Deutschlandweit unterhält das Syndikat knapp 200 solcher Wohnprojekte, die zumeist auch Linksradikalen aus der Antifa-Szene als Unterschlupf und Rückzugsort dienen. Das Prinzip dabei ist stets gleich: Die jeweiligen Wohnprojekte werden Eigentum einer aus der Szene heraus gegründeten GmbH, in der ein entsprechender Hausverein sowie das Mietshäuser Syndikat Gesellschafter werden. Über den Verein verwalten die Mieter die jeweilige Immobilie selbständig. Eine Stimmenparität innerhalb der GmbH sorgt dafür, daß ein eventueller Verkauf der Immobilie nur einvernehmlich möglich ist. Die Mietshäuser Syndikat GmbH wiederum ist Besitzer sämtlicher der 200 Wohnprojekte. Ebenfalls auf dem Grethergelände befindet sich der von der Stadt bezuschußte linksradikale Sender Radio Dreyeckland, ein in den siebziger Jahren aufgebauter ehemaliger Piratensender, für den einst auch der heutige Moderator des ARD-Politmagazins „Moniror“, Georg Restle arbeitete. Im Januar vergangenen Jahres hatte die Polizei auch Räumlichkeiten von Radio Dreyeckland im Visier, durchsuchte die Büros des Senders sowie Privatwohnungen. Der Grund: Der Sender hatte in einem seiner Artikel das Archiv von „Indymedia Linksunten“ verlinkt.

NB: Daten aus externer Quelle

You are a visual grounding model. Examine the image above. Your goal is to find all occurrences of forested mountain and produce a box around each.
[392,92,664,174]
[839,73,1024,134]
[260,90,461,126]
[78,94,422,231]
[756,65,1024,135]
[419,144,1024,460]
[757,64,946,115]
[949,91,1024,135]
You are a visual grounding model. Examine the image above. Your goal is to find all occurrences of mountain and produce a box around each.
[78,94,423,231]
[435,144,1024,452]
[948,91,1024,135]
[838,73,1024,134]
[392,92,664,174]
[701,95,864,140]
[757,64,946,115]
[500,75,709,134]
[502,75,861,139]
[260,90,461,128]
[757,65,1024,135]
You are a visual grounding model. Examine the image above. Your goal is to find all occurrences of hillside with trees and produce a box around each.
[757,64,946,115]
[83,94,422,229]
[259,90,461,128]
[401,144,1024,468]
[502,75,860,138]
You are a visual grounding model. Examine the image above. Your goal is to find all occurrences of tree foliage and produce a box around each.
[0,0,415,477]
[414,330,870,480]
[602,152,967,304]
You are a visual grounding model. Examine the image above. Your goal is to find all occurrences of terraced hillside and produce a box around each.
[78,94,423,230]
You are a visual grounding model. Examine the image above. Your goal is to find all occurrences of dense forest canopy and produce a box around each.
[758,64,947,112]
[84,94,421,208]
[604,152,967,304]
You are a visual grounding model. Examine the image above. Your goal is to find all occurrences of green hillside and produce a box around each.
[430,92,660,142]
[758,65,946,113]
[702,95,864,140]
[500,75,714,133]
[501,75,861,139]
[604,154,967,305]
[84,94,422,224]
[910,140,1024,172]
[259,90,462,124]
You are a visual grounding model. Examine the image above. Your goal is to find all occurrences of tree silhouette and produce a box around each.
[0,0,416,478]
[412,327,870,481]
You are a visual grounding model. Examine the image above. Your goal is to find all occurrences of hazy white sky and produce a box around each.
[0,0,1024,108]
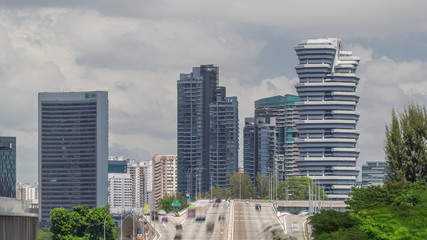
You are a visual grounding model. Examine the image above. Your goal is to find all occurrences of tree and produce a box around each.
[385,103,427,182]
[277,177,328,200]
[309,210,360,236]
[345,181,427,211]
[256,173,270,198]
[50,206,115,240]
[228,173,256,199]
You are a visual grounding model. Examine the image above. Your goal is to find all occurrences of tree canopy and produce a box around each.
[228,173,256,199]
[385,103,427,182]
[50,206,115,240]
[277,177,327,200]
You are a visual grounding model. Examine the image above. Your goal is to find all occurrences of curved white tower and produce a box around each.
[295,38,360,200]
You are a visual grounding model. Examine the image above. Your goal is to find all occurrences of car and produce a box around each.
[206,222,215,233]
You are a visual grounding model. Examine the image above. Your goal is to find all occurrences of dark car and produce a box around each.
[206,222,215,233]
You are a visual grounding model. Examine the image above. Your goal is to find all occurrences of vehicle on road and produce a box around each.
[206,222,215,233]
[196,207,206,222]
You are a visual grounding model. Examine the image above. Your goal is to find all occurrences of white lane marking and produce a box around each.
[292,223,298,231]
[227,200,234,240]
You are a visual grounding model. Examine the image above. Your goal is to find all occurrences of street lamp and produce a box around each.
[103,214,110,240]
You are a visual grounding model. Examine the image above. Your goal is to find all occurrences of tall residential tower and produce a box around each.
[0,137,16,198]
[177,65,239,196]
[295,38,359,200]
[38,91,108,227]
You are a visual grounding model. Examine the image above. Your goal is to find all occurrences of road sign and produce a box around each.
[172,200,181,207]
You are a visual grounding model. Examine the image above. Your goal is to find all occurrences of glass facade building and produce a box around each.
[0,137,16,198]
[209,95,239,188]
[255,94,299,181]
[295,38,360,200]
[362,161,387,187]
[38,91,108,227]
[243,117,276,184]
[177,65,238,196]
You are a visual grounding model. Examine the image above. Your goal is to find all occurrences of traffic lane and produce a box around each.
[281,214,308,240]
[182,201,212,239]
[233,201,247,239]
[243,201,285,239]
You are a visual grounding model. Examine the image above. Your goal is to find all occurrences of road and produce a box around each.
[156,200,285,240]
[156,200,230,240]
[280,213,308,240]
[233,201,285,240]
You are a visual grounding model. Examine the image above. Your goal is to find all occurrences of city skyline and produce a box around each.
[0,0,427,182]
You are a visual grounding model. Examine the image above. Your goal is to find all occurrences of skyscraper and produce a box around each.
[243,117,276,184]
[152,154,178,206]
[0,137,16,198]
[254,94,299,181]
[295,38,359,200]
[209,93,239,188]
[38,91,108,226]
[177,65,238,196]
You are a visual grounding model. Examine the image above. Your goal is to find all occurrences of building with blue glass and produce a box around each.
[295,38,360,200]
[254,94,299,181]
[0,137,16,198]
[38,91,108,227]
[362,161,387,187]
[243,117,277,185]
[177,65,238,197]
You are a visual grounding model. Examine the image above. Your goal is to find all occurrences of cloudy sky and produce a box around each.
[0,0,427,183]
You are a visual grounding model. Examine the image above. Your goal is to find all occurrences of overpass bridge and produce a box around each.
[272,200,348,214]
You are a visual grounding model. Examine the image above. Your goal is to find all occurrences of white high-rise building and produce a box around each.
[38,91,108,227]
[16,183,39,208]
[108,173,132,213]
[295,38,360,200]
[152,154,178,206]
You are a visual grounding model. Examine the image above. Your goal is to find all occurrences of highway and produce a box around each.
[233,201,285,240]
[155,200,285,240]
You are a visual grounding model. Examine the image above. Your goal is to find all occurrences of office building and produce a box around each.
[209,93,239,188]
[362,161,387,187]
[152,154,178,207]
[16,183,39,208]
[243,117,276,184]
[128,160,153,210]
[177,65,238,197]
[108,157,128,173]
[108,173,133,213]
[295,38,359,200]
[38,91,108,227]
[254,94,299,181]
[0,137,16,198]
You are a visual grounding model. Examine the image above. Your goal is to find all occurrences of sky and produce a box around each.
[0,0,427,183]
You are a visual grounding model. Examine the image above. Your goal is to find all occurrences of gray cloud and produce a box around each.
[0,0,427,182]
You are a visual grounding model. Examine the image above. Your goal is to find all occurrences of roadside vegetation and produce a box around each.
[310,103,427,240]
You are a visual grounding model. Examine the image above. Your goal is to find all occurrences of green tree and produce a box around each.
[309,210,361,236]
[228,173,256,199]
[50,206,115,240]
[37,230,53,240]
[256,173,270,198]
[385,103,427,182]
[345,181,427,211]
[277,177,328,200]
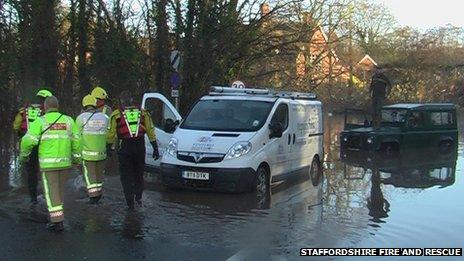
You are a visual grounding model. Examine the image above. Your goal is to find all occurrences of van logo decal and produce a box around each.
[192,153,204,163]
[198,137,213,143]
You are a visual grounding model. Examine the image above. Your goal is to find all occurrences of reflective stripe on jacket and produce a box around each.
[76,111,109,161]
[20,111,81,171]
[107,108,156,144]
[13,104,42,136]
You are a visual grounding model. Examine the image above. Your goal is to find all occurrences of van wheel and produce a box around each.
[253,165,270,195]
[309,156,322,186]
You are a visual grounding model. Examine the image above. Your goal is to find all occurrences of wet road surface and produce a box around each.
[0,115,464,260]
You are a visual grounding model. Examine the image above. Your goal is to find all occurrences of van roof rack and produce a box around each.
[209,86,317,100]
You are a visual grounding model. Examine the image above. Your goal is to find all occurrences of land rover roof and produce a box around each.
[382,103,456,110]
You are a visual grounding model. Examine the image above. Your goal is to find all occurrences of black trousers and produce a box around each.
[118,137,145,207]
[25,146,39,201]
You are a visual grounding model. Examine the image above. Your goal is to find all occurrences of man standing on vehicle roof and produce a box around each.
[76,95,109,204]
[370,67,391,127]
[107,91,159,210]
[91,86,113,117]
[20,96,80,231]
[13,89,52,205]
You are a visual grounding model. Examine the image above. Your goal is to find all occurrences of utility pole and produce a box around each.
[348,3,353,90]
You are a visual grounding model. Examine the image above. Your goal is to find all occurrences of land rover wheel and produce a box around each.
[439,140,453,154]
[253,165,270,196]
[309,156,322,186]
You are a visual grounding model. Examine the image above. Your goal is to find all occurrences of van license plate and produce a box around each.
[182,171,209,180]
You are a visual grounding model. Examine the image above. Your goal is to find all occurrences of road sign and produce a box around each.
[171,90,179,98]
[169,72,182,90]
[171,50,180,72]
[232,81,245,89]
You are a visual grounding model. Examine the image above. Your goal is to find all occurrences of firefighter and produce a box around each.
[76,95,109,204]
[370,67,391,127]
[20,96,80,231]
[91,86,112,117]
[13,89,52,202]
[107,91,159,210]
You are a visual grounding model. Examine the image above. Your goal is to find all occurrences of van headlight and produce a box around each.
[224,141,251,159]
[166,138,177,157]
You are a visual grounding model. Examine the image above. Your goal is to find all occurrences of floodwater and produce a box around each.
[0,113,464,260]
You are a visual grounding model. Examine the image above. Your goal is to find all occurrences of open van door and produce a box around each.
[142,93,182,168]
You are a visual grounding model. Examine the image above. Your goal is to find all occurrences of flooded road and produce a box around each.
[0,112,464,260]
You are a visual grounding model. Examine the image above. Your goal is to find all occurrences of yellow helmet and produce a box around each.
[82,94,97,108]
[91,86,108,100]
[35,89,53,98]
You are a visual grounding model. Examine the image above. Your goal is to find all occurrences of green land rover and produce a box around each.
[340,103,458,152]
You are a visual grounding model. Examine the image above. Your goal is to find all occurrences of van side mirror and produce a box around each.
[163,119,179,133]
[269,122,284,139]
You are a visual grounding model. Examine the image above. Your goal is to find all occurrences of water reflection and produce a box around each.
[340,145,457,223]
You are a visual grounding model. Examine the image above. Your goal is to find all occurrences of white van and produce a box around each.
[142,87,323,191]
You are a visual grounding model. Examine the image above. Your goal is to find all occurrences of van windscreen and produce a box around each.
[180,99,274,132]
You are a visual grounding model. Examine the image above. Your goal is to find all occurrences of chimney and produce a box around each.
[261,3,271,16]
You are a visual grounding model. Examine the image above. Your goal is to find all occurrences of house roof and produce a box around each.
[358,54,378,66]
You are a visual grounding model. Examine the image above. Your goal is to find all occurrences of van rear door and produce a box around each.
[142,93,182,168]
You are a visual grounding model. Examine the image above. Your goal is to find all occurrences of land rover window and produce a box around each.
[430,112,453,125]
[408,111,424,128]
[271,103,288,130]
[180,99,274,132]
[381,109,407,123]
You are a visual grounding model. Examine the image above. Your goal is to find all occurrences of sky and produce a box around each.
[377,0,464,29]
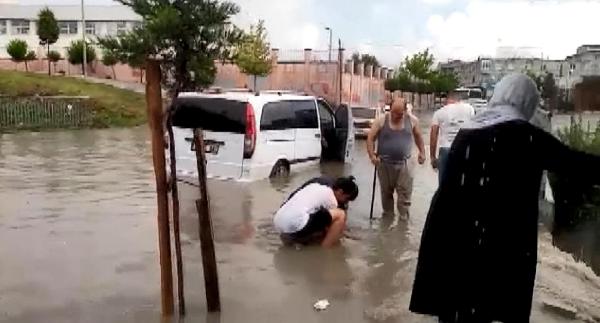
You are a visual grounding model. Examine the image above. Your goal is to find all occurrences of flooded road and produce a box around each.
[0,116,600,323]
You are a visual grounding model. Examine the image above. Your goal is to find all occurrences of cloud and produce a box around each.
[421,0,454,5]
[233,0,325,49]
[427,0,600,59]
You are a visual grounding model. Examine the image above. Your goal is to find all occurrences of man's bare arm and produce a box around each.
[367,120,381,165]
[412,118,425,157]
[429,124,440,160]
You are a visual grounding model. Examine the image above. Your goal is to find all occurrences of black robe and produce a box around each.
[410,121,600,323]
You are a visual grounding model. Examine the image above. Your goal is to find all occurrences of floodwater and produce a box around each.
[0,116,600,323]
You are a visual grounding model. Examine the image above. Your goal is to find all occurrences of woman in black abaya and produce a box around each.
[410,74,600,323]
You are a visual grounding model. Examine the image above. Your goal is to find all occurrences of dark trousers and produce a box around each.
[438,147,450,185]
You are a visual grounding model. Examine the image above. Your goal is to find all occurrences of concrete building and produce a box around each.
[566,45,600,88]
[439,45,600,110]
[439,57,568,96]
[0,0,142,59]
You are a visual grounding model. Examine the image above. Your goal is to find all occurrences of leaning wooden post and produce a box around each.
[146,59,173,315]
[194,129,221,312]
[167,110,185,315]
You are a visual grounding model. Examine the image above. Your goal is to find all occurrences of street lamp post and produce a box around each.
[81,0,87,78]
[325,27,333,62]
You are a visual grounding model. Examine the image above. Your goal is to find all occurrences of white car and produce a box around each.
[167,92,354,181]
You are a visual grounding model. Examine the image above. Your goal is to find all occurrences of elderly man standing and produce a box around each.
[367,98,425,220]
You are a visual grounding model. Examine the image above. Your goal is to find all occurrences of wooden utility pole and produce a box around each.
[146,59,173,316]
[194,129,221,312]
[338,38,344,105]
[167,111,185,315]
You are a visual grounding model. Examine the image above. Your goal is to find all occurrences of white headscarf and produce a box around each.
[465,74,540,129]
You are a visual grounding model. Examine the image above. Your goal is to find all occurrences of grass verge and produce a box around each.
[0,70,146,128]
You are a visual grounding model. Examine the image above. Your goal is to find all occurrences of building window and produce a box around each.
[117,21,127,35]
[85,21,96,35]
[58,21,77,35]
[0,20,8,35]
[11,20,29,35]
[481,60,492,71]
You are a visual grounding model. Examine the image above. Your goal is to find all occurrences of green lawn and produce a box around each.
[0,70,146,127]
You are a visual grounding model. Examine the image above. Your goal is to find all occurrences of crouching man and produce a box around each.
[273,177,358,247]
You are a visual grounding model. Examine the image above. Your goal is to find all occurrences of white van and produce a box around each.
[167,92,354,181]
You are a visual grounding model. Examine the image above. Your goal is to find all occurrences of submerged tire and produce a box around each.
[269,160,290,178]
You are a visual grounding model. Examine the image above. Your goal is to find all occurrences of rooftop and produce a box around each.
[0,2,142,21]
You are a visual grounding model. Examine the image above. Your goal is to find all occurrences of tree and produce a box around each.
[37,7,59,76]
[6,39,27,70]
[404,49,434,80]
[25,50,37,72]
[360,54,381,68]
[351,52,381,73]
[525,69,544,92]
[47,50,62,73]
[102,49,119,80]
[542,73,558,110]
[67,40,96,73]
[429,71,459,93]
[98,0,243,94]
[236,20,273,91]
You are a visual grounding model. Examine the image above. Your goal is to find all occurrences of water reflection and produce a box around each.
[0,116,600,323]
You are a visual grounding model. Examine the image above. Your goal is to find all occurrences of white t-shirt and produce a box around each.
[273,183,338,233]
[431,102,475,148]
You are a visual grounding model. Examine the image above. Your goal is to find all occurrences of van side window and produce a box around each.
[260,101,294,130]
[288,101,319,129]
[317,101,335,128]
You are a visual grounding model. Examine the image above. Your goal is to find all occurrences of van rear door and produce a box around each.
[287,99,321,163]
[173,97,248,179]
[335,104,356,163]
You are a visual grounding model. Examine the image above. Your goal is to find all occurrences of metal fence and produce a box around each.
[0,96,93,130]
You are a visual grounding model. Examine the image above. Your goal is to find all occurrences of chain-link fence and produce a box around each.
[0,96,93,130]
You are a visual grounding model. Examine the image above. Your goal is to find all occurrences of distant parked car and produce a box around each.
[352,106,382,138]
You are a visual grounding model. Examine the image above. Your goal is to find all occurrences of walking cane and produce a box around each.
[369,165,377,221]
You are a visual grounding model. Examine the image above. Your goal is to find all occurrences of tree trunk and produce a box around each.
[46,43,52,76]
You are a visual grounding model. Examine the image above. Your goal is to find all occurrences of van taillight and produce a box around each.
[244,103,256,158]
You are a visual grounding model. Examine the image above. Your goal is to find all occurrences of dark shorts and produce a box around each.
[281,209,333,244]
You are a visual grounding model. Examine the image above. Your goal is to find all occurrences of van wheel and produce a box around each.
[269,160,290,178]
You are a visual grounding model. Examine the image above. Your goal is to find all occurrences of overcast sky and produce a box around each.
[18,0,600,66]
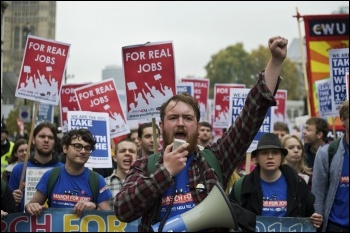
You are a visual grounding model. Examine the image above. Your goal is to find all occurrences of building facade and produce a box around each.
[1,1,56,105]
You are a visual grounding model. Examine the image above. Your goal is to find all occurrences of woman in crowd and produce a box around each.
[2,139,28,183]
[281,134,312,190]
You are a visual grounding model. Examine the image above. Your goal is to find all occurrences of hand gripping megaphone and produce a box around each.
[152,183,238,232]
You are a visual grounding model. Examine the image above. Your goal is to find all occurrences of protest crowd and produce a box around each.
[1,24,349,232]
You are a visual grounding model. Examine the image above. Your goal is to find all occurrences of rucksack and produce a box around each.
[47,166,100,206]
[328,138,341,167]
[147,149,224,184]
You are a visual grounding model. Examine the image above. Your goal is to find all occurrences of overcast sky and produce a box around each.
[56,1,349,83]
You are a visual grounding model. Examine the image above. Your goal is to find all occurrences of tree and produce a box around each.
[205,43,302,100]
[205,43,254,98]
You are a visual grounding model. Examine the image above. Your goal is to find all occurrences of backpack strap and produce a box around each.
[328,138,341,167]
[200,149,224,185]
[1,179,6,198]
[89,169,100,203]
[230,176,245,204]
[47,166,62,207]
[47,166,100,207]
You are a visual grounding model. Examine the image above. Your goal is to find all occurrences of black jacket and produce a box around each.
[237,165,315,217]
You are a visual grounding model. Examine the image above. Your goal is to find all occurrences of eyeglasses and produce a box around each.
[69,143,92,154]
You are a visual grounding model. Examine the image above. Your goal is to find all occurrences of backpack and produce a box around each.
[328,138,341,167]
[147,149,224,184]
[47,166,100,206]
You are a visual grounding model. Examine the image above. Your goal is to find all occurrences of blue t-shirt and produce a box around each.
[36,165,112,208]
[9,160,63,212]
[260,174,287,217]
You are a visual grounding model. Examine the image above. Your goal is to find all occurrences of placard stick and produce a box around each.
[152,117,158,154]
[245,153,251,174]
[293,7,312,116]
[18,101,40,190]
[332,117,338,140]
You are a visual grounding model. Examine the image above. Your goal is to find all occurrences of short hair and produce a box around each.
[339,100,349,120]
[114,138,137,155]
[273,121,289,134]
[199,121,213,130]
[305,117,329,142]
[160,92,200,122]
[138,122,160,138]
[281,134,312,175]
[33,121,57,142]
[62,128,96,150]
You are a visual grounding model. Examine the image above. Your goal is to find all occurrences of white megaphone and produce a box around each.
[152,184,238,232]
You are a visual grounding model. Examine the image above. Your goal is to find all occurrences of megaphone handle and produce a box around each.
[158,177,177,232]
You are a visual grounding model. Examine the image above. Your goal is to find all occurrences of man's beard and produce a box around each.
[162,130,198,154]
[35,148,53,157]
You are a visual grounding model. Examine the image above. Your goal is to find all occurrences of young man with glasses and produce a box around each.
[25,129,112,217]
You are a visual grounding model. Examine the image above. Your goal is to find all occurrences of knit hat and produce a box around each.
[252,133,288,157]
[1,121,9,134]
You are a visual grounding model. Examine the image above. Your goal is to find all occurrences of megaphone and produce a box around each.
[152,183,238,232]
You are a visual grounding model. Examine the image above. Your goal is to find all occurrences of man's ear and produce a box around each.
[62,144,68,154]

Im Juni dieses Jahres hat das Karlsruher Landgericht einen der Redakteure freigesprochen. Die Richter sahen darin keine Unterstützung einer verbotenen Vereinigung. Die Staatsanwaltschaft legte gegen das Urteil Revision ein.
In der kommenden Ausgabe lesen Sie in Teil 8 dieser Reportage über die Vorgänge in den Antifa-Areas von Bremen.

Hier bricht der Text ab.